NSW Corrective Services assistant Commissioner Kevin Corcoran, left, with Grafton jail Governor Michelle Paynter and Clarence MP Chris Gulaptis outside the old Grafton jail in August to announce it will close next year.
NSW Corrective Services assistant Commissioner Kevin Corcoran, left, with Grafton jail Governor Michelle Paynter and Clarence MP Chris Gulaptis outside the old Grafton jail in August to announce it will close next year.

Tears shed as Grafton jail staff confront job losses

PRISON officers at Grafton jail say many have been in tears as they confront the likelihood of being forced either lose their jobs or leave the area.

On Wednesday NSW Corrective Services deputy Commissioner Kevin Corcoran met with jail staff to inform them the jail would close on August 5 next year.

According to sources in the jail there were no details of employment arrangements beyond August 5.

Jail staff said assumptions staff at the jail would be able to transition to the new privately-run jail under construction at Lavadia south of Grafton, have proved illusory.

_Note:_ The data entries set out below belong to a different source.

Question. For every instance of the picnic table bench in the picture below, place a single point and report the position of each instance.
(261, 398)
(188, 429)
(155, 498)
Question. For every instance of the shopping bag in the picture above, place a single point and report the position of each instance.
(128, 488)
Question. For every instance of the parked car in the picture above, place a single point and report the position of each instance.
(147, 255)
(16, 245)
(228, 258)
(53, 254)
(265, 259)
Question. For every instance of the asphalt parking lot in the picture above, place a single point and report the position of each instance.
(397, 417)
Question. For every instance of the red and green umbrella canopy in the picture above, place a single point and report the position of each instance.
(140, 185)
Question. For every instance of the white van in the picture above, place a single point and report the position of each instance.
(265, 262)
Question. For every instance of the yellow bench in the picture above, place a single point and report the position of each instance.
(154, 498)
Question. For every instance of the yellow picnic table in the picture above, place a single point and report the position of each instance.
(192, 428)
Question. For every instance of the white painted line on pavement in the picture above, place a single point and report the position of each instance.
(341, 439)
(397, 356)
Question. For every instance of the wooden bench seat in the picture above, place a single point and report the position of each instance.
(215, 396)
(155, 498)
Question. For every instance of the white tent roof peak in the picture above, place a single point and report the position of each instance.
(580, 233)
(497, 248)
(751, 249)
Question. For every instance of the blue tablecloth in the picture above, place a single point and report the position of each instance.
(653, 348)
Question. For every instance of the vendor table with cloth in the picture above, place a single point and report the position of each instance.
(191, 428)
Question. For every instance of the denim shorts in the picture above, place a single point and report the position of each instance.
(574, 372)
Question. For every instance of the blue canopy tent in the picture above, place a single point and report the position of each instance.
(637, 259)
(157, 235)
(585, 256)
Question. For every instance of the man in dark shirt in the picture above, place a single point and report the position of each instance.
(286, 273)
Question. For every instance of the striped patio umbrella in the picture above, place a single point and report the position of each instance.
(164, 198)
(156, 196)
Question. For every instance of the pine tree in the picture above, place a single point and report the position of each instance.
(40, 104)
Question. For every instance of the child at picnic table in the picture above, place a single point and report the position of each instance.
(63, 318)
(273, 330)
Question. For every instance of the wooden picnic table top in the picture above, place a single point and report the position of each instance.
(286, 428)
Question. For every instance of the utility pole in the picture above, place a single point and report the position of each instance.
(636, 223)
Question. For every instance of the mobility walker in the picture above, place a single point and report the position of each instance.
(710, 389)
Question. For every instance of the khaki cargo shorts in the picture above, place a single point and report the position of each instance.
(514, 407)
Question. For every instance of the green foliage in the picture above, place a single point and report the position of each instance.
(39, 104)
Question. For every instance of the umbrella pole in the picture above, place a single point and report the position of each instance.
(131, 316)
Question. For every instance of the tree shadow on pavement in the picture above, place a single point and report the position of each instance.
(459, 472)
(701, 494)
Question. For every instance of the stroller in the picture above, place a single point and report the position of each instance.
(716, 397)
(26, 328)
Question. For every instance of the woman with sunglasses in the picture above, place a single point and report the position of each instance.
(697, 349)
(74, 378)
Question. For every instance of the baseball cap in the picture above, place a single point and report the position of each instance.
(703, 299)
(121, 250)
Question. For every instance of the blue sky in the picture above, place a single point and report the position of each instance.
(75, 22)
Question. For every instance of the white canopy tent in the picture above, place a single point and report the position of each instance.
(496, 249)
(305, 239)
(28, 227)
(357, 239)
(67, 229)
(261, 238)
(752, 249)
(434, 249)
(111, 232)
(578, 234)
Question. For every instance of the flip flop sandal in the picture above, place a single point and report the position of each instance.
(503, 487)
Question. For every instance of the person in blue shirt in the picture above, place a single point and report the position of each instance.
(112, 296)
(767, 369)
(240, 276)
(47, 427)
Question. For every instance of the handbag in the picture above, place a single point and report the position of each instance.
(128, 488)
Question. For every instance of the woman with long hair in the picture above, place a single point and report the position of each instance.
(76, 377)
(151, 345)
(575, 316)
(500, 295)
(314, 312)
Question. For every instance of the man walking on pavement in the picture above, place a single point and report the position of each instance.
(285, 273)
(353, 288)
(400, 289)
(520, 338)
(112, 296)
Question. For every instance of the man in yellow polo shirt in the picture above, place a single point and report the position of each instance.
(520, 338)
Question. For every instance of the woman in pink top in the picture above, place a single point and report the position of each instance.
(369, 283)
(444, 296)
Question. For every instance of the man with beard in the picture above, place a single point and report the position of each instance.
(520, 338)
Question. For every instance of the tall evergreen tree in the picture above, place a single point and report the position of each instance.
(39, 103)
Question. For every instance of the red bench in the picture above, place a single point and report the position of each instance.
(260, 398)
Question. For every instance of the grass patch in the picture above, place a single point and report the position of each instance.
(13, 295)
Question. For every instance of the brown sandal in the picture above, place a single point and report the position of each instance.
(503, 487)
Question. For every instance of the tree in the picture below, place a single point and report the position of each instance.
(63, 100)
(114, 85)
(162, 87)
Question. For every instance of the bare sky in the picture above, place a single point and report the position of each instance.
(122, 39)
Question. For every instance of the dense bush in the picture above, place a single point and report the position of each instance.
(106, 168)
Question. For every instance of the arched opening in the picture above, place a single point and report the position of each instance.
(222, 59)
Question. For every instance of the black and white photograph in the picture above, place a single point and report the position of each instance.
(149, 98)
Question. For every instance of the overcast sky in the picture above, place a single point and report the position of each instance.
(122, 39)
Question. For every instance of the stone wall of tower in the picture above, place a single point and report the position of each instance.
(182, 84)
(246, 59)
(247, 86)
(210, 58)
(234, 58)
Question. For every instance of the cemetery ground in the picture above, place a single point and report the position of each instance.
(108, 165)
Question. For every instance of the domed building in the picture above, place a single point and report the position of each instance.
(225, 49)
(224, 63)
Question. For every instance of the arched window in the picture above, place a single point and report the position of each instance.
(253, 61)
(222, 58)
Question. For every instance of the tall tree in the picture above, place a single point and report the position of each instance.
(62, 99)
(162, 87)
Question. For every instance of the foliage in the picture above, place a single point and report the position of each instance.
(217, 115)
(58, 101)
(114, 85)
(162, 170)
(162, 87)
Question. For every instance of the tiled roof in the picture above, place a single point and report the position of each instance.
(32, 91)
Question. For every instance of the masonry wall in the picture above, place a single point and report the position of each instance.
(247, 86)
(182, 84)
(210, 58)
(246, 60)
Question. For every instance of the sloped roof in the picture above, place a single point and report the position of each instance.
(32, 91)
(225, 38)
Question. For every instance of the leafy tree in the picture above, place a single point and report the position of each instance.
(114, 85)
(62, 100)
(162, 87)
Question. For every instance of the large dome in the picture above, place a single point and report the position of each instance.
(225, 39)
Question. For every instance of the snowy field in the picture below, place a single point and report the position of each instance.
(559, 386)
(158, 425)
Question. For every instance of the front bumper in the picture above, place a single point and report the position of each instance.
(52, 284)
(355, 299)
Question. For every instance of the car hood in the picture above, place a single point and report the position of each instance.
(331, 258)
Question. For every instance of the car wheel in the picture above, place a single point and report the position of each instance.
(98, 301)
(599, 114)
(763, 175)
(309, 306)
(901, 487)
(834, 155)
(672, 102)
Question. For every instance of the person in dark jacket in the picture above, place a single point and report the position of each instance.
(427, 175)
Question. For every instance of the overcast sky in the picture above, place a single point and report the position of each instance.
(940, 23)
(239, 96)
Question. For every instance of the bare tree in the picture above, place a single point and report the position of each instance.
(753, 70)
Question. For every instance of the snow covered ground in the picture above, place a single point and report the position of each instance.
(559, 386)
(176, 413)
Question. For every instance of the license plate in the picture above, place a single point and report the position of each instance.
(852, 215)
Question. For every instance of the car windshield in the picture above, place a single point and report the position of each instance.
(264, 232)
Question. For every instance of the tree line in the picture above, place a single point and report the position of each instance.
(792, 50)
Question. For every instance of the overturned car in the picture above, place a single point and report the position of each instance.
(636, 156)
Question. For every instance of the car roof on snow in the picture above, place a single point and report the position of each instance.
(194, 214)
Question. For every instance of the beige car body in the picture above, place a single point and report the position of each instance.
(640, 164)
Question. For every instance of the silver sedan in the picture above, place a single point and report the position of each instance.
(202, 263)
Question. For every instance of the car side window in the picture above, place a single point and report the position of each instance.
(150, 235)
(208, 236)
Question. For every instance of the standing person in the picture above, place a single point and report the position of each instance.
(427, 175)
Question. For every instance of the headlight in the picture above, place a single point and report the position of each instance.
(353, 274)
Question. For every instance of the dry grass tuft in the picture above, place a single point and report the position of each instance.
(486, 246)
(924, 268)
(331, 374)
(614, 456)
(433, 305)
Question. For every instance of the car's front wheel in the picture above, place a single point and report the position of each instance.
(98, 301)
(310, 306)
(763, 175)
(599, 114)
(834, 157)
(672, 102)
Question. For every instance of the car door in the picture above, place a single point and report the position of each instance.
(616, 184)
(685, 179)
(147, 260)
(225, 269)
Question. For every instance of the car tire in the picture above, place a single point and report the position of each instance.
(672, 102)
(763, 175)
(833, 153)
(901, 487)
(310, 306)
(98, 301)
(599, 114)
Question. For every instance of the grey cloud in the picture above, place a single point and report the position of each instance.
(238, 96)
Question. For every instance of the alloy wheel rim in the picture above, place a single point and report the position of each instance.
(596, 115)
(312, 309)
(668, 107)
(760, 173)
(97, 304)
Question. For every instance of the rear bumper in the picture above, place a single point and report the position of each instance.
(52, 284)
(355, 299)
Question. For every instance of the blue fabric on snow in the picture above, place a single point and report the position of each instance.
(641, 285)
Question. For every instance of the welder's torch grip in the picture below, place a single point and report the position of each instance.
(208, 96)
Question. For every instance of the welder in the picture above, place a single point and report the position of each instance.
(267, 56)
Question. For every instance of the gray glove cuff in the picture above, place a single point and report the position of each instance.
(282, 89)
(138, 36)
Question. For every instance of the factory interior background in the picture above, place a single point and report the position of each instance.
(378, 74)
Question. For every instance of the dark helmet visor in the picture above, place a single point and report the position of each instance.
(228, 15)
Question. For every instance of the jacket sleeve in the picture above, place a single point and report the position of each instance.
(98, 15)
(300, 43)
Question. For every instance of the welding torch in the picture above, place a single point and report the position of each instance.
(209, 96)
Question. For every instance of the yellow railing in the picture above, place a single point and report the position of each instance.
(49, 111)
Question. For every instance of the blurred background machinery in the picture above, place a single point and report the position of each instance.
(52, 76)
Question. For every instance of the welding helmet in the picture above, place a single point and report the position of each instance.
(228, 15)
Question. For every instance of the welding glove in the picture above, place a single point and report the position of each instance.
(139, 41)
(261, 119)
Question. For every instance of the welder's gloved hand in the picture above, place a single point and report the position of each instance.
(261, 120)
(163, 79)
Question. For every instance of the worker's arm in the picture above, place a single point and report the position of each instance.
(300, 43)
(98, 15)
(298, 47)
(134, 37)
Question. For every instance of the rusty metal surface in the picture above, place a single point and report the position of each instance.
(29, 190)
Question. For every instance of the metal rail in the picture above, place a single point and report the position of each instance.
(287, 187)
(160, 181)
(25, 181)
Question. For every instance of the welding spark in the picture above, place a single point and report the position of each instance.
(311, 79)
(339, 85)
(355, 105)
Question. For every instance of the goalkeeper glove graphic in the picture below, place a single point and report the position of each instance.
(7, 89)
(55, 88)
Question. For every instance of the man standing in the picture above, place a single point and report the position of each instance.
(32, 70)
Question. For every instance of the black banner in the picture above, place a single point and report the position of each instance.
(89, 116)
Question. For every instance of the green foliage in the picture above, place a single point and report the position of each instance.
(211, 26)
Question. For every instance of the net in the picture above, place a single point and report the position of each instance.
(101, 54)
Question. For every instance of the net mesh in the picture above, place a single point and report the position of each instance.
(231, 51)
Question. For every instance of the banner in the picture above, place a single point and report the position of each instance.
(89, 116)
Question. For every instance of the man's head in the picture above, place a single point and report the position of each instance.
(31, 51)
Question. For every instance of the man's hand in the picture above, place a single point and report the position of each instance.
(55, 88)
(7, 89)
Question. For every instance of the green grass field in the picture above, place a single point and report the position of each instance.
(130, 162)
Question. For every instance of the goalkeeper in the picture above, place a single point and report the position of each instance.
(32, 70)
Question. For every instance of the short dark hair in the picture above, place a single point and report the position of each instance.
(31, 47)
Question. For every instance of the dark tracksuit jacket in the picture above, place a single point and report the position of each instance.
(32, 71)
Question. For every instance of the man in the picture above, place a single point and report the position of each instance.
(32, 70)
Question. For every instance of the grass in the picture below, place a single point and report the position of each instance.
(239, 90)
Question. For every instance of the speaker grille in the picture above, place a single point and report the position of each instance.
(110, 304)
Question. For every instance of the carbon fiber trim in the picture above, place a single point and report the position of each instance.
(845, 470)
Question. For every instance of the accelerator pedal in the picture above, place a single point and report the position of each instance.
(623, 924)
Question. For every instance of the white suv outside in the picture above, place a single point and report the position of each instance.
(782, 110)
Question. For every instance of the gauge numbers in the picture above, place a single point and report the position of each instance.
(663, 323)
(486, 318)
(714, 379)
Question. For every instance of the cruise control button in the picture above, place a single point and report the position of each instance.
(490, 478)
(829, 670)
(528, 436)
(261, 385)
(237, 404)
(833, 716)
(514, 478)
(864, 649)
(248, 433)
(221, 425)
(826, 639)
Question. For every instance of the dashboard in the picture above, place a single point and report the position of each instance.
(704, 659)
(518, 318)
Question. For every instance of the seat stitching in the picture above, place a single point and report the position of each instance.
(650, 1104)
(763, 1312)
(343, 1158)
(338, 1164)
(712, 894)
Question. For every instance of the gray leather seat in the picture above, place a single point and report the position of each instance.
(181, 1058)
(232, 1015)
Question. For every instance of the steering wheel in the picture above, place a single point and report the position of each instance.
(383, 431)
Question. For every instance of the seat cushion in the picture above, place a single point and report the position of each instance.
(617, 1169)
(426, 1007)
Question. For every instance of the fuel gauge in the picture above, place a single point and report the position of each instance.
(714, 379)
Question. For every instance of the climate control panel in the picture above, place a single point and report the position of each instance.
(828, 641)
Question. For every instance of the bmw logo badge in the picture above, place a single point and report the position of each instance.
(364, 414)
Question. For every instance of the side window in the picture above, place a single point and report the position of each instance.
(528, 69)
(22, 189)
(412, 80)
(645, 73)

A prison officer, speaking to The Daily Examiner anonymously, said at least 30 jail staff he knew of had applied unsuccessfully to the new jail operator, Serco, for employment.

"Serco are being extremely arrogant to say the least," the source said.

"Over 30 people from the existing jail have applied that I know of. The number is probably higher than this.

"I have also applied. Zero response."

The source said applicants were also unable to get basic details from Serco such as what the pay rate would be or what industrial awards it was based on.

The staff member said they have also sought help from the government, but that has not translated into meaningful action.

"Several of us have already visited Chris Gulaptis office last September and he said he would be talking to Serco on our behalf but we actually haven't seen any evidence of this yet," the source said.

"Most of the staff are terrified. They do not want to leave Grafton and disrupt their families. "Many of them have children at school. All of them have mortgages. Quite a lot of tears are being shed I can tell you."

The source said Serco would need trained, experienced staff to run a jail with 1700 inmates.

"We don't want the 'biggest jail in the country' suffering the same fate as the Serco-run jails in Queensland that were turned back to the government."

Serco and Mr Gulaptis have been asked to comment.